In jeder Situation erreichbar und verfügbar sein dank Smartphone oder Smartwatch, Rückruf- und Erinnerungsservices, Kolleg*innen, die mal eben mit einem Zettel um die Ecke kommen und daran erinnern, was noch alles jetzt bitte erledigt werden muss, E-Mails mit einem roten Dringlichkeitsausrufezeichen... und dann das schlechte Gewissen, das wir uns selbst einreden und von anderen nähren lassen, wenn wir unsere Zeit nicht effektiv und vor allen Dingen effizient nutzen. Und zwar zu jeder Zeit.

 

Ach ja. Und dann gibt es noch diesen wunderbaren Ausdruck des lebenslangen Lernens. Weil ja unser Gehirn auch bis zum Tod lernfähig ist. Die Hirnforschung nennt dies neuronale Plastizität. Und Neues zu lernen und sich in Neuem auszuprobieren macht ja trotz Anstrengung auch Spaß. Und man verlässt die eigene Komfortzone.
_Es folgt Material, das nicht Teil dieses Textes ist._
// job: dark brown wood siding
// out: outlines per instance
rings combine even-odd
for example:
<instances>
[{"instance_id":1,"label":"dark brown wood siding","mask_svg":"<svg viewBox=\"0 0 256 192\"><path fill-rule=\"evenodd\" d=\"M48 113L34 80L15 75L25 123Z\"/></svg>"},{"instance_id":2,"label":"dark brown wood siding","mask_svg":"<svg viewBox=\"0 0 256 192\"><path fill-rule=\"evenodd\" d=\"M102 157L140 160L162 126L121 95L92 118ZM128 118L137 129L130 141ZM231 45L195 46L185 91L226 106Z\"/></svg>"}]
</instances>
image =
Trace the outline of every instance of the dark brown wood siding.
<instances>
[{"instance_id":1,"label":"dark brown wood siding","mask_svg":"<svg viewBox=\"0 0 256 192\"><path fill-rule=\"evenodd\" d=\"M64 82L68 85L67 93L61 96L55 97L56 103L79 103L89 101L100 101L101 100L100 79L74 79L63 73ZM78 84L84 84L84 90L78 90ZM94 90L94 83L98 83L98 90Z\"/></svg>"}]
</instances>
Und schon sind wir auf eine weitere Begrifflichkeit gestoßen, die wir ständig hören.

 

Unser Leben ist also prall gefühlt mit Terminen und Herausforderungen. Und das unserer Kinder mittlerweile auch.

 

Wir fühlen einen kurzen Moment der Dankbarkeit und Erholung, wenn dann mal ein Termin abgesagt wird. Jetzt wäre Zeit zum Durchatmen und Nichtstun. Wenn da nicht noch... Ach und Sport könnten wir auch mal wieder machen! Und meditiert habe ich schon lange nicht mehr. Ist aber wichtig, dass wir auch mal loslassen. Wir haben doch gelernt achtsamer mit uns zu sein. Und Meditation ist eine Möglichkeit zu mehr Achtsamkeit. Also: Bloß jetzt keine Langeweile aufkommen lassen. Langeweile ist böse. Wir wollen nicht als Faulenzer oder Taugenichts dastehen - auch nicht vor uns selbst.

 

Plötzlich sind wir also wieder in irgendeiner Aktion. Nicht in Ruhe. Nicht im Nichtstun. Obschon es genug Literatur gibt, die uns aufzeigt, das echtes Nichtstun, und damit ist nicht Schlafen gemeint, dem Körper und dem Geist neue Kraft gibt.

 

Nun kommt als neuer Trend aus einem nordischen Land der niederländische Wohlfühlbegriff "Niksen" um die Ecke. Gemeint ist Abhängen, Nichtstun, nur Dasitzen wie es schon Loriot in einer seiner bekannten animierten Comic-Zeichnungen formuliert hat. Hier steht tatsächlich das physische Element des Nichtstuns im Fokus. Die Gedanken dürfen wandern. Wohin sie wollen. Sie dürfen bleiben solange sie wollen. Wir müssen nicht mit ihnen arbeiten. Im Gegenteil. Und das ist für uns manchmal echt schwer auszuhalten. Wir haben einerseits verlernt wirklich mit uns und unseren Gedanken alleine zu sein. Und sie andererseits nicht auf irgendein konkretes Ziel hin zu lenken. Und bitte das Ganze ohne Anstrengung. Gar nicht so einfach. Oder doch?

 

Wann haben Sie das letzte Mal nichts getan?

 

Wie wäre es, jetzt einfach mal aus dem Fenster zu schauen?

Oder für die Mutigen: Schalten Sie Ihr Handy für 30 Minuten aus.

 

Ich wünsche Ihnen einen erholsamen ersten Advent.